The animals were anesthetized by intraperitoneal injection of a 2:1 solution of Cetamine Hydrochloride (Cetamin®, Syntec, Cotia-Brazil), 50 mg/mL, and Xilazin Hydrochloride (Xilazin®, Syntec, Cotia-Brazil), 20 mg/mL, respectively, at a dose of 0.1 mL/100 g.
After anesthesia, the rats were submitted to median longitudinal laparotomy of approximately four centimeters, exteriorization of the small intestine, identification and dissection of infra-renal abdominal aorta artery.

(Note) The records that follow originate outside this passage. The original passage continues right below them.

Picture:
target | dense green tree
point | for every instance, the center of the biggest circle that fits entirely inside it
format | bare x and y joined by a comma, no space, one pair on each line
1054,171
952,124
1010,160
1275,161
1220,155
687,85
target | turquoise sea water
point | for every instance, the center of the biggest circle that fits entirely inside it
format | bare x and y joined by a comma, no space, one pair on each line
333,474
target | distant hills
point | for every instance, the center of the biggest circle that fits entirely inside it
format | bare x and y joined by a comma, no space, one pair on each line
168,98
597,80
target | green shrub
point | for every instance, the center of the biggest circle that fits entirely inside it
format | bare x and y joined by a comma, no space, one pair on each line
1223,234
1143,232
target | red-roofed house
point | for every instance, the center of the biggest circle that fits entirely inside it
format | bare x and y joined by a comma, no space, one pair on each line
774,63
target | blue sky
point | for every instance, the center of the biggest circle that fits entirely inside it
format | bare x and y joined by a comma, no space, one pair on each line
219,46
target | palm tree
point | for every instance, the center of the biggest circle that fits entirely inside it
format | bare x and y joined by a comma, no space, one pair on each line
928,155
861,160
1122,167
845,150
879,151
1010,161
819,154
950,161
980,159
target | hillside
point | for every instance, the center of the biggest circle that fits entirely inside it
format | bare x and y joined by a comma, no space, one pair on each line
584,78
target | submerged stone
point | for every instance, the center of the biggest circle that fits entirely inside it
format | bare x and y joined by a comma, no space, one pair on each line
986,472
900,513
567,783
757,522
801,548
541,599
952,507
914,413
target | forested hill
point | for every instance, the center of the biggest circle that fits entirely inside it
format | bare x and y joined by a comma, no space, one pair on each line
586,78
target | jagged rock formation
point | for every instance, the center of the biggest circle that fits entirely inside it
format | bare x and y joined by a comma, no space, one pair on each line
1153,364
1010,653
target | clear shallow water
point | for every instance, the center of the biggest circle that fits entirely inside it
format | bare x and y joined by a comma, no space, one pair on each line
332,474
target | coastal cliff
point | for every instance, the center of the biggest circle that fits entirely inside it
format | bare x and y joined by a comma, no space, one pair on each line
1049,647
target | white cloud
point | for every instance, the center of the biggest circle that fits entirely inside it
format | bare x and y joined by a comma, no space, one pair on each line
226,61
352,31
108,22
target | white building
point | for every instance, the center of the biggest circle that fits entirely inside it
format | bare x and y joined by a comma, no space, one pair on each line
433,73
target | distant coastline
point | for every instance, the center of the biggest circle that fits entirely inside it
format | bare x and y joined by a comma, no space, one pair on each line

In all groups except SHAM, the abdominal aorta was occluded by atraumatic vascular clamp that remained for 70 min (ischemia phase). After clamp placement, the small intestine was repositioned into the abdominal cavity and the surgical wound was closed with continuous suturing of the skin with 4-0 monofilament nylon thread. After the ischemia phase, the abdominal wall was reopened by removal of the suture and in the I/R and S groups the vascular clamp was removed, initiating the reperfusion phase, lasting 70 min. In the IPC and IPC + S groups, preceding the reperfusion phase, the ischemic postconditioning was performed through four cycles of reperfusion (removal of the atraumatic vascular clamp of the abdominal aorta) with duration of 30 s each, interspersed with four cycles of ischemia (occlusion of the abdominal aorta artery by atraumatic vascular clamp), also with duration of 30 s each.
In all groups after started the reperfusion phase, the abdomen was again closed by continuous suturing of the skin with 4-0 monofilament nylon thread until the end of the experiment.
In the SHAM group, only a median longitudinal laparotomy of approximately four centimeters was performed, exteriorization of the small intestine, identification and dissection of infra-renal abdominal aorta artery.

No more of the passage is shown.